Multiple-gaze geometry: Inferring novel 3Dlocations from gazes observed in monocularvideo
Abstract. We develop using person gaze direction for scene understanding. In particular, we use intersecting gazes to learn 3D locations that
people tend to look at, which is analogous to having multiple camera
views. The 3D locations that we discover need not be visible to the camera. Conversely, knowing 3D locations of scene elements that draw visual
attention, such as other people in the scene, can help infer gaze direction. We provide a Bayesian generative model for the temporal scene
that captures the joint probability of camera parameters, locations of
people, their gaze, what they are looking at, and locations of visual attention. Both the number of people in the scene and the number of
extra objects that draw attention are unknown and need to be inferred.

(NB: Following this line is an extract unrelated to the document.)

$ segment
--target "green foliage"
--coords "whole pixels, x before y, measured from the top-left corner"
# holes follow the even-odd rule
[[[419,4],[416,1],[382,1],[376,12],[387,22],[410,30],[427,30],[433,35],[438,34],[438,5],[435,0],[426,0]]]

To execute this joint inference we use a probabilistic data association
approach that enables principled comparison of model hypotheses. We
use MCMC for inference over the discrete correspondence variables, and
approximate the marginalization over continuous parameters using the
Metropolis-Laplace approximation, using Hamiltonian (Hybrid) Monte
Carlo for maximization. As existing data sets do not provide the 3D
locations of what people are looking at, we contribute a small data set
that does. On this data set, we infer what people are looking at with
59% precision compared with 13% for a baseline approach, and where
those objects are within about 0.58m.